Weintraub faz outra coisa. Sendo ministro do Estado, ele:
- claramente associa uma nacionalidade à crise;
- atribui a essa nacionalidade uma intenção obviamente malévola, sugerindo tratar-se de um complô;
- afirma, ainda que de modo oblíquo, que há aliados dessa conspiração no Brasil que ainda não foram identificados.
A Lei 7.716 prevê no seu Artigo 20:
"Art. 20. Praticar, induzir ou incitar a discriminação ou preconceito de raça, cor, etnia, religião ou procedência nacional.
Pena: reclusão de um a três anos e multa".
Quando o senhor ministro de Estado escreve o que escreve, está ou não "induzindo ou incitando a discriminação"? Ora, os que acreditarem nele, mormente porque ocupa cargo de relevo na alta administração do país, vão entender que os chineses — às vezes por seu simples sotaque — devem ser mantidos apartados do convívio dos brasileiros porque associados à formidável crise que assola o Brasil e o mundo. Mais grave: ele os coloca como beneficiários da dita-cuja.

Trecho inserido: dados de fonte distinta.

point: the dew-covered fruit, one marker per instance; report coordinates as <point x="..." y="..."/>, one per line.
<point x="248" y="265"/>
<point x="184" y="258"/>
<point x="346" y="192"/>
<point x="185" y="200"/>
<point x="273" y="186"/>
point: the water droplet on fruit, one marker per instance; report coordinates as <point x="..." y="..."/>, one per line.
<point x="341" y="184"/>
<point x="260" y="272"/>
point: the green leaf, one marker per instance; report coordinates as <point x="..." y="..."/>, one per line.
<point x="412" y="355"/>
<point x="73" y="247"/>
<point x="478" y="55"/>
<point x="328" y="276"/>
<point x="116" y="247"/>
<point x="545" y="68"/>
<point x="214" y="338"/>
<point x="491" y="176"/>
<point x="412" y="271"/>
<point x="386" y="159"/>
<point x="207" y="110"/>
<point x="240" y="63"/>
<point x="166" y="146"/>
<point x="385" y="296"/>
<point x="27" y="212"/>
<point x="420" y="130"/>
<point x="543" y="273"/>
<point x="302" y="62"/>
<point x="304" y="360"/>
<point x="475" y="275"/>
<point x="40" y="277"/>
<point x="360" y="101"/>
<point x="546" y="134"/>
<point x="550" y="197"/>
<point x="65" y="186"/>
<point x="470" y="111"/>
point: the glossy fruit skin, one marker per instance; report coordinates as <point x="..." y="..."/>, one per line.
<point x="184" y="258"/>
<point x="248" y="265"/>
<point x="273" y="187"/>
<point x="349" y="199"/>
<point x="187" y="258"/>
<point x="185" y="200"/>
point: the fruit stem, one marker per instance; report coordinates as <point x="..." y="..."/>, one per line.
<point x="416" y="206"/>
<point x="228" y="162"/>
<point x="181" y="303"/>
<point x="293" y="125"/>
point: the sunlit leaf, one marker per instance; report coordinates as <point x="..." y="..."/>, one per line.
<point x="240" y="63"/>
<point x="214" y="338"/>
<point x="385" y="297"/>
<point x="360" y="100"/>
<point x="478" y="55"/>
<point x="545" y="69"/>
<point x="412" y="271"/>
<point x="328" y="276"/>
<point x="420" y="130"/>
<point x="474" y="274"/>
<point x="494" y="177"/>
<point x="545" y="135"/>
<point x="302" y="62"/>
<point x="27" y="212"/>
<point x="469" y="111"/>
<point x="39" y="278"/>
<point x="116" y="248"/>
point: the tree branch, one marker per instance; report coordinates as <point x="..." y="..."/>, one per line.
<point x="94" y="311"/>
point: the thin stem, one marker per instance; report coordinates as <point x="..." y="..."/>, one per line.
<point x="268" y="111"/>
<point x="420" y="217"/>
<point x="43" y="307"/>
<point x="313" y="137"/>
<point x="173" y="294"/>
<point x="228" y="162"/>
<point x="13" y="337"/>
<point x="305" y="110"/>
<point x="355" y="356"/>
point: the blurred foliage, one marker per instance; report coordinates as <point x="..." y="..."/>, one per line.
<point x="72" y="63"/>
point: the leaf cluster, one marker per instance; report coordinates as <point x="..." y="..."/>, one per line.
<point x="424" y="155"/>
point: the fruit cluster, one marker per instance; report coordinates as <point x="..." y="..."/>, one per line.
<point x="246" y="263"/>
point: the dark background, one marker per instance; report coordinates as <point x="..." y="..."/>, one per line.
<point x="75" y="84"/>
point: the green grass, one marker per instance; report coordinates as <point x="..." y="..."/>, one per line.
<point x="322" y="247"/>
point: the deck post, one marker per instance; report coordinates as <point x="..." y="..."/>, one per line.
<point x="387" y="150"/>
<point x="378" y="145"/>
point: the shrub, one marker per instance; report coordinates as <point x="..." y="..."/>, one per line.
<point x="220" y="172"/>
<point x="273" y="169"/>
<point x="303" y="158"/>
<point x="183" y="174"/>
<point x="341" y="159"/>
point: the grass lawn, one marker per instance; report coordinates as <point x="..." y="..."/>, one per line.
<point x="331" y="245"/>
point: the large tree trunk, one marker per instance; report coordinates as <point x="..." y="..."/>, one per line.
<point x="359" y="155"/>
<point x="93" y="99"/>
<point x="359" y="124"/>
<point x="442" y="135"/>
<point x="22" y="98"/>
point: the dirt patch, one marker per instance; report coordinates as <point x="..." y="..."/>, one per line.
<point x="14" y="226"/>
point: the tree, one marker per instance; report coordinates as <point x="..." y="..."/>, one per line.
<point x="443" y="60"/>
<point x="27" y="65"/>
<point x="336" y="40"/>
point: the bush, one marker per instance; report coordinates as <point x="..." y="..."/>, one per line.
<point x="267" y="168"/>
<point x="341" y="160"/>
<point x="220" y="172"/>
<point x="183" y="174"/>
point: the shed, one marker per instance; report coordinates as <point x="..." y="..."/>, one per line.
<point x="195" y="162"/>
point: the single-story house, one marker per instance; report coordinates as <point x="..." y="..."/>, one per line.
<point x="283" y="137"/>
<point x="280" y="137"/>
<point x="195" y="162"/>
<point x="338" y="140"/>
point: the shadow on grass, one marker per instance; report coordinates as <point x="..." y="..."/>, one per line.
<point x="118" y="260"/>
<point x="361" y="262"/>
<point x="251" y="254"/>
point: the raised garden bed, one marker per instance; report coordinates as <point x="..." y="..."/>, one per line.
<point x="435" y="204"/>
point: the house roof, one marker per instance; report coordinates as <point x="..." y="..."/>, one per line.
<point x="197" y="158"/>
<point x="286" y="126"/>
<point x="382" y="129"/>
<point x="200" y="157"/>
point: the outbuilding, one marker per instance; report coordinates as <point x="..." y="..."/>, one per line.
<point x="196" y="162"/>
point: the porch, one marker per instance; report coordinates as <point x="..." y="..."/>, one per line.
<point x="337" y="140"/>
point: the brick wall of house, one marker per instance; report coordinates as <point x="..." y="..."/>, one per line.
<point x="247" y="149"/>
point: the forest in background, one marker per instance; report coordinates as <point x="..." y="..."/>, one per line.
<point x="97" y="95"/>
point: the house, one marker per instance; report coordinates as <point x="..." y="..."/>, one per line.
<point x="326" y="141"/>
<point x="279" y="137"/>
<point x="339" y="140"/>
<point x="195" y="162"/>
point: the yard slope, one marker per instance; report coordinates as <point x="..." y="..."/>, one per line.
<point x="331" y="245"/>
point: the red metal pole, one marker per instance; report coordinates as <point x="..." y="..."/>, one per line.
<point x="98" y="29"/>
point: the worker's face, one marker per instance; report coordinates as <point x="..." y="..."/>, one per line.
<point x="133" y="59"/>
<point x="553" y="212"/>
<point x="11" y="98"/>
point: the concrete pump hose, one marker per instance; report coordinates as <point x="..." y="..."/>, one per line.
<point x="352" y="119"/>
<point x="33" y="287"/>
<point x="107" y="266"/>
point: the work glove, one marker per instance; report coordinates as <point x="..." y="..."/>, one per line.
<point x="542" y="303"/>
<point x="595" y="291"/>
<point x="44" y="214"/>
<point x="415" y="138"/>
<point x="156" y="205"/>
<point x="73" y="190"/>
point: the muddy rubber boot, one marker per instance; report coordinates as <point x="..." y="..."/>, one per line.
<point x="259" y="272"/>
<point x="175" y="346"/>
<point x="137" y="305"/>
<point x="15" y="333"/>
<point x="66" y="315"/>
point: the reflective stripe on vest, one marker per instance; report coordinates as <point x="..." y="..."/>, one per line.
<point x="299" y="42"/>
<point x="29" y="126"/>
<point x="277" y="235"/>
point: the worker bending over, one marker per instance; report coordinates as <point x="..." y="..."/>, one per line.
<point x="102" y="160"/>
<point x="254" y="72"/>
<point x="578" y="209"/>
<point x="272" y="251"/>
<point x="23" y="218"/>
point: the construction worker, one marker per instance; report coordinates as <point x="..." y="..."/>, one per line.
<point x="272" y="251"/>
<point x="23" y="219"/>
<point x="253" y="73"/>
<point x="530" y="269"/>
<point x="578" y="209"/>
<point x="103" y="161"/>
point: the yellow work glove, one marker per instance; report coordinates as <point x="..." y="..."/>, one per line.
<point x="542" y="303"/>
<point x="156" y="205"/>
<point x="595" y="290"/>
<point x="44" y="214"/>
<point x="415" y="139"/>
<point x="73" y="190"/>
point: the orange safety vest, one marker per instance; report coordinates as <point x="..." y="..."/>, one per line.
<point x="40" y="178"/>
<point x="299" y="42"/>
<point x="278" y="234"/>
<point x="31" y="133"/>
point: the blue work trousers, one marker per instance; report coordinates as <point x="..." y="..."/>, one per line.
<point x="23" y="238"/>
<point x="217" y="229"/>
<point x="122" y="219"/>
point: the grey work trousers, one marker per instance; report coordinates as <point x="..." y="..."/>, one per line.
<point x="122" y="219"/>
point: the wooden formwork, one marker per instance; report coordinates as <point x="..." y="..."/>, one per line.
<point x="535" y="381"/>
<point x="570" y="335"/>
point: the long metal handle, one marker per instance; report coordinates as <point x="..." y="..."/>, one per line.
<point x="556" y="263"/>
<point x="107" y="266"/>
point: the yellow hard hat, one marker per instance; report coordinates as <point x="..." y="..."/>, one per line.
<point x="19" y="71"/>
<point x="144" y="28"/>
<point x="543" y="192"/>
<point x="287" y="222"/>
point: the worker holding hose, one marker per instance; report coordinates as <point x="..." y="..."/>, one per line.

As representações foram apresentada à PGR pelo PSOL e por um cidadão comum.
Como? Você tem dúvida se isso é racismo ou não? Rio Rei o tira da indecisão com 49 palavras. Troque o "chinês" da teoria conspiratória de Weintraub por "judeu". E depois se pergunte se a afirmação seria ou não expressão de antissemitismo. Se você responder "sim", então é racismo.
"Mas é racismo, Reinaldo?"
A questão está respondida. Ainda que houvesse, com efeito, uma tramoia da China, o racismo estaria caracterizado em razão da generalização feita pelo sábio. Mas, com efeito, a Procuradoria-Geral pode e deve ir além.
TEM DE DIZER
Weintraub está noticiando um crime muito grave -- a armação chinesa -- e está dizendo que existem pessoas no Brasil que estão associadas a essa tramoia. Sendo quem é, exercendo funções de Estado, ele se obriga a revelar o que sabe, sob pena de cometer crime. É o que dispõe a Alínea "a" do Parágrafo 2º do Artigo 13 do Código Penal:
§ 2º - A omissão é penalmente relevante quando o omitente devia e podia agir para evitar o resultado. O dever de agir incumbe a quem:
a) tenha por lei obrigação de cuidado, proteção ou vigilância.
Weintraub é ministro da Educação e, pois, um homem de Estado, ocupando o topo da alta administração do país. Com o seu tuíte, ele informa ter ciência de um crime grave e sugere conhecer seus agentes em território brasileiro ainda não identificados.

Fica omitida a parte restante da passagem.